The consulting visit is a step reserved only for international nursing programs to ensure that they fully understand the steps involved in the accreditation process. We had originally planned for this visit in July 2021, but given Thailand’s strict COVID-19 quarantine measures, it was rescheduled for December 2021 and changed to a virtual visit, consisting of a four-hour online meeting each day. An in-person visit would have been preferable, as we would have had the pleasure of meeting Drs. Ard and Farmer in person. There is also the convenience in the ability to walk people around campus and to pull open drawers at will to share documents during the review of the evidence. While the virtual visit reduced the financial costs associated with the consulting visit, it meant that more work was required to scan documents for review, to conduct translations for documents that would have been explained in person, and to create multiple videos to showcase the campus, teaching and learning activities, clinical practice, community practice, and more.

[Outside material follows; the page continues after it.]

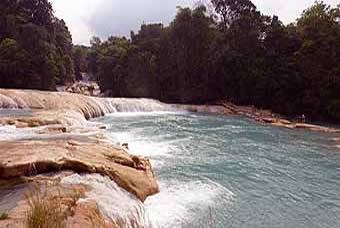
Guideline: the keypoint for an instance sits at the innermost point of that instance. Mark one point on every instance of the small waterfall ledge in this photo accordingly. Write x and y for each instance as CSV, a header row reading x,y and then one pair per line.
x,y
59,138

While there was certainly anxiety associated with the consulting visit, we were greatly relieved (and pleased) to experience the collegial manner in which Drs. Ard and Farmer conducted each meeting. They truly tried to understand the nature of our program and to identify weaknesses in how we presented our candidacy. The objective of the visit was to support, to provide valuable feedback, and to promote our success during the final process of the accreditation.
We feel that pursuing ACEN accreditation is well worth the effort. We look forward to continuing to work with Drs. Ard and Farmer as we prepare for the final site visit. We encourage interested international nursing programs to pursue accreditation and recommend that they carefully study the ACEN’s six standards for accreditation to determine when they have met the majority of the criteria prior to initiating the process.